1. 15
  1. 7

    I’m really excited to see this. I hope it will evolve into a full [Objective-]C[++] dialect and be integrated into the LLVM IR generation pipeline so that the static analyser can operate operate over an SSA representation of the source code with good dataflow representations and that this representation is not distinct from the one used for lowering. This should also make it much easier to do things like optimising exception flow (if you use a C++ library flow-control structure and use exceptions to break out of it then, after inlining, it should be possible to lower this to purely local control flow, but that’s very hard in LLVM IR for a variety of reasons), eliding reference counts in shared_ptr, and so on.

    1. 1

      One thing that’s not at all clear to me: would this be replacing one of the other IRs currently used in clang, or would this be strictly adding extra passes? If the latter, it sounds like it would inevitably cause slower compiles since there’s more work to do?

      1. 4

        The current status of Clang is that code is parsed to AST, CFG is built from AST, analysis is run on CFG to warn, and then CFG is thrown away, and then LLVM IR is lowered from AST. This is what is meant by “parallel lowering” in RFC. One goal of CIR is to use the same IR for analysis and lowering to avoid divergence.

        1. 4

          It’s so much worse than that. There are at least three different IRs in clang. Everything is built from the AST, but then things diverge:

          • The static analyser uses its own CFG, built from the AST and completely disconnected from LLVM IR generation.
          • Constant expression evaluation uses two different IRs, built from the AST and distinct from IR generation.
          • LLVM IR is generated for optimisation and lowering.

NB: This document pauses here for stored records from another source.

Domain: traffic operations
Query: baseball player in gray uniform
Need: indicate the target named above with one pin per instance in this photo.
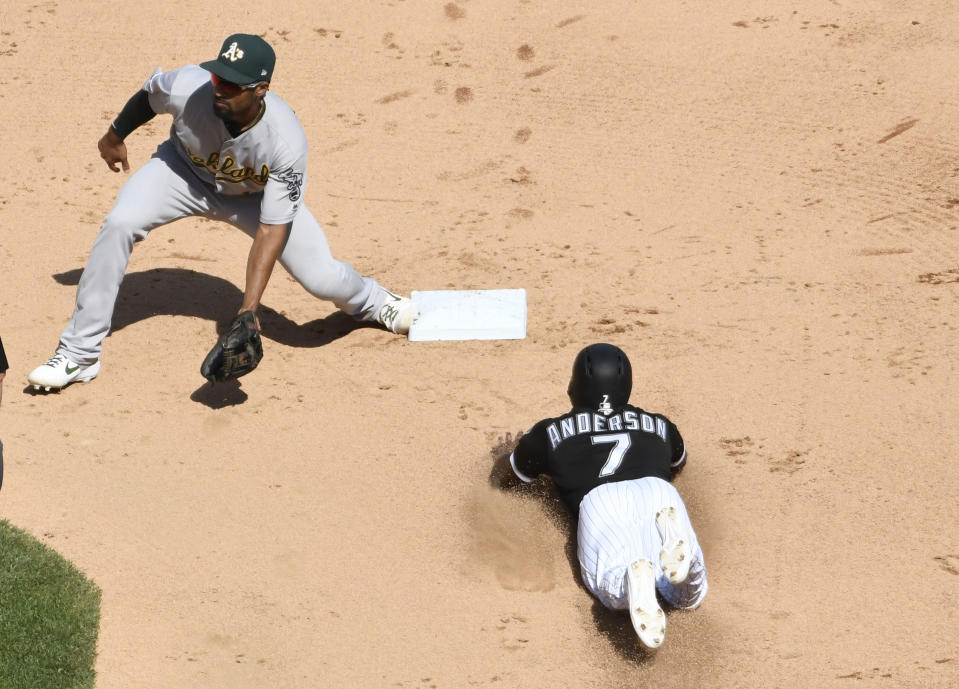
(612, 464)
(236, 153)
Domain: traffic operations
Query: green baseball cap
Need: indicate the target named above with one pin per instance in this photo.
(243, 59)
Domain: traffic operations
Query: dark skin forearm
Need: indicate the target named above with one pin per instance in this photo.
(266, 248)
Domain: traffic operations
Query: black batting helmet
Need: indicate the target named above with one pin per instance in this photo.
(602, 378)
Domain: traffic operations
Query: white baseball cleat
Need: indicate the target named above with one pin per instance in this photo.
(674, 557)
(396, 314)
(59, 372)
(647, 617)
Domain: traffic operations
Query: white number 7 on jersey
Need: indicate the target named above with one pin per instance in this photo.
(617, 452)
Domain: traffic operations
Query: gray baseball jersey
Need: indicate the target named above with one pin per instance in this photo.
(269, 157)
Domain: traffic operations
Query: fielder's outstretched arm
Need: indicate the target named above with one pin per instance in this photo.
(135, 113)
(266, 248)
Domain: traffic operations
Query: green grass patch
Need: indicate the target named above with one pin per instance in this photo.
(49, 617)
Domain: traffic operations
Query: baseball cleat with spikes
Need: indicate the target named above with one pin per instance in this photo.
(647, 617)
(59, 372)
(674, 557)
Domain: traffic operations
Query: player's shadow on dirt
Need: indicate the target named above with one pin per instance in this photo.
(613, 624)
(182, 292)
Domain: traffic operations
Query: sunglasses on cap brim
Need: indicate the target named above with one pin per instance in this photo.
(229, 88)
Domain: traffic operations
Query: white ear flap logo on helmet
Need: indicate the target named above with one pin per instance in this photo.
(605, 407)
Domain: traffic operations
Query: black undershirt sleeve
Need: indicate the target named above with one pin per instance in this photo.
(530, 454)
(135, 113)
(678, 460)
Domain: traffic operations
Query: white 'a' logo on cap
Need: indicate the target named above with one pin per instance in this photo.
(233, 53)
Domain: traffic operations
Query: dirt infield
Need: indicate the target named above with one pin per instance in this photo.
(757, 201)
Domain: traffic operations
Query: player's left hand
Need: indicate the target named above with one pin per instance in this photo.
(113, 151)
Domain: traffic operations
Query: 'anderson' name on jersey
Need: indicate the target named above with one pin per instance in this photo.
(583, 449)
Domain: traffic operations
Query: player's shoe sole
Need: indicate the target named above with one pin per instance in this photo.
(59, 372)
(647, 617)
(674, 557)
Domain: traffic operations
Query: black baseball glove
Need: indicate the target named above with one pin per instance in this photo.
(236, 353)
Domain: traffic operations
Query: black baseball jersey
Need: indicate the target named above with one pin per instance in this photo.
(583, 449)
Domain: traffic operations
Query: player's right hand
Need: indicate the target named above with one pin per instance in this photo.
(113, 151)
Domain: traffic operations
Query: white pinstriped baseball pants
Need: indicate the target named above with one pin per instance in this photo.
(617, 525)
(164, 190)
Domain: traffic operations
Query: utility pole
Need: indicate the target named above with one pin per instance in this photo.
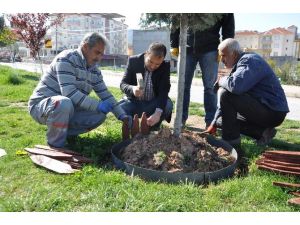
(56, 39)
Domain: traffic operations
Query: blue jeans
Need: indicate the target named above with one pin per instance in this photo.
(209, 67)
(132, 107)
(63, 119)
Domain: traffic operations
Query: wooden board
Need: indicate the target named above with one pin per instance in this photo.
(52, 164)
(52, 154)
(63, 150)
(285, 184)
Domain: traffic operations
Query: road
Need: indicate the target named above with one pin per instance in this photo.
(112, 79)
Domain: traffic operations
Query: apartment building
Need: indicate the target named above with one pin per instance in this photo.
(275, 42)
(70, 32)
(282, 41)
(249, 40)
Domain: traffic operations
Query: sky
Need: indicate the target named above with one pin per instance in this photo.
(243, 21)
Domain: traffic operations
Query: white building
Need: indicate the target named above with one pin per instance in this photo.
(248, 39)
(275, 42)
(70, 32)
(282, 41)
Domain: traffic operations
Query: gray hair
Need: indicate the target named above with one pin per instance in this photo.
(231, 45)
(157, 49)
(93, 38)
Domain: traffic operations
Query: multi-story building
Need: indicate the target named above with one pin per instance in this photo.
(272, 43)
(70, 32)
(282, 41)
(248, 39)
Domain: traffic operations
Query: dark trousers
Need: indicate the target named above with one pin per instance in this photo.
(243, 114)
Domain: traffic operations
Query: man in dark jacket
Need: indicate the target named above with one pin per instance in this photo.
(151, 96)
(253, 102)
(202, 49)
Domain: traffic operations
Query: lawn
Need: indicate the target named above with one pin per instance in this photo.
(100, 187)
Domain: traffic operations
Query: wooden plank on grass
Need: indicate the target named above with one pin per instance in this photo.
(52, 164)
(63, 150)
(285, 184)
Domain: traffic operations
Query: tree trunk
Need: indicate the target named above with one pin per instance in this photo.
(181, 74)
(41, 63)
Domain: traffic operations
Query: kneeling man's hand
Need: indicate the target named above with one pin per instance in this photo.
(154, 118)
(138, 92)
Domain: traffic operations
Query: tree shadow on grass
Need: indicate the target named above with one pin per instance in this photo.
(96, 147)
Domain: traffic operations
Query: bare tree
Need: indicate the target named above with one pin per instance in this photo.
(196, 21)
(32, 28)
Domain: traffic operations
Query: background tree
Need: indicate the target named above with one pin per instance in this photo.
(32, 28)
(7, 37)
(195, 21)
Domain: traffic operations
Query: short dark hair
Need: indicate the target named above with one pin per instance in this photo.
(157, 49)
(93, 38)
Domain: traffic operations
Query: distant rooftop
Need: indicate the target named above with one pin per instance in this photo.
(278, 30)
(246, 32)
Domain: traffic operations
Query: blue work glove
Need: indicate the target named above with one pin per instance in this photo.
(123, 117)
(105, 106)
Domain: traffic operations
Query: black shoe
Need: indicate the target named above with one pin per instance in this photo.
(242, 166)
(71, 140)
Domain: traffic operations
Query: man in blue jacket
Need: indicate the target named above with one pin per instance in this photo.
(253, 102)
(152, 96)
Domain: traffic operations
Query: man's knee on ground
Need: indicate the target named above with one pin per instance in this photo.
(64, 105)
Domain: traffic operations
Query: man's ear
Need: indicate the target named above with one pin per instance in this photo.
(85, 47)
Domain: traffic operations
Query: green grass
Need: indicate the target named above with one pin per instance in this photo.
(100, 187)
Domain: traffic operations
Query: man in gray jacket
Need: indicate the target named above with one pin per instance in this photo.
(61, 99)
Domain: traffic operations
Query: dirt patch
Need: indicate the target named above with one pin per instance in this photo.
(163, 151)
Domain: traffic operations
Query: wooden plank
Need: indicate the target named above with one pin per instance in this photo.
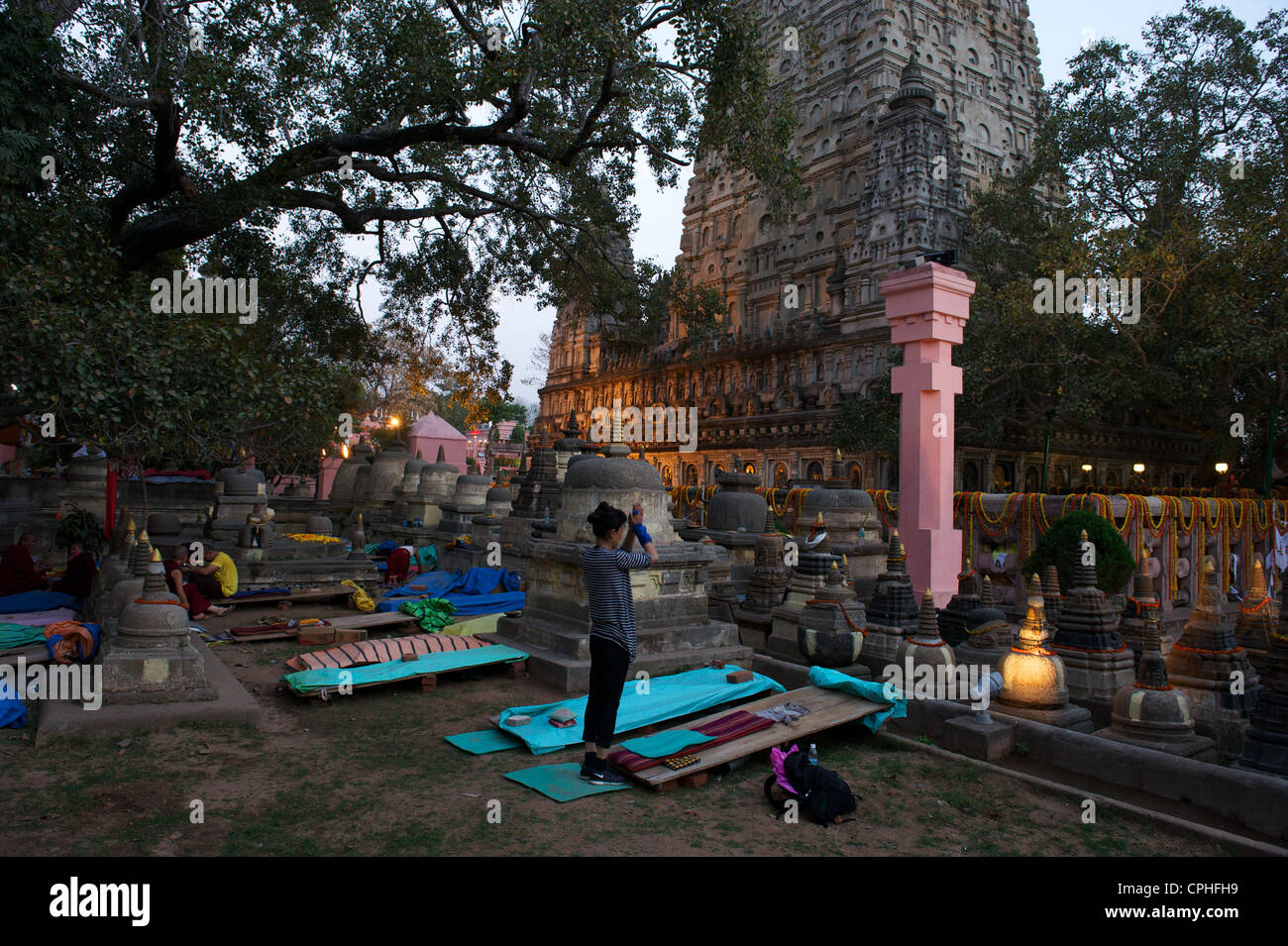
(310, 594)
(374, 619)
(426, 687)
(31, 653)
(827, 708)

          The static analyser doesn’t bother me too much (aside from duplicated work), because if the analyser has false positives or negatives that’s a QoI issue, not a compilation-correctness issue. The fact that evaluating constant expressions uses a completely different set of codepaths to IR generation is something I find increasingly terrifying with each new C++ standard and its extensions to what constexpr and consteval are allowed to do.

          I’d love to see constexpr evaluation in clang done by lowering to CIR, lowering the CIR to LLVM with a slightly different lowering that diverges from the IR generation layer only by keeping pointers in abstract form (i.e. keeping object + offset representation so that these can be generated as relocations).

          1. 1

            Thank you for explaining this. That makes this sound like a very good idea just from the perspective of avoiding bugs caused by divergence between the different lowerings.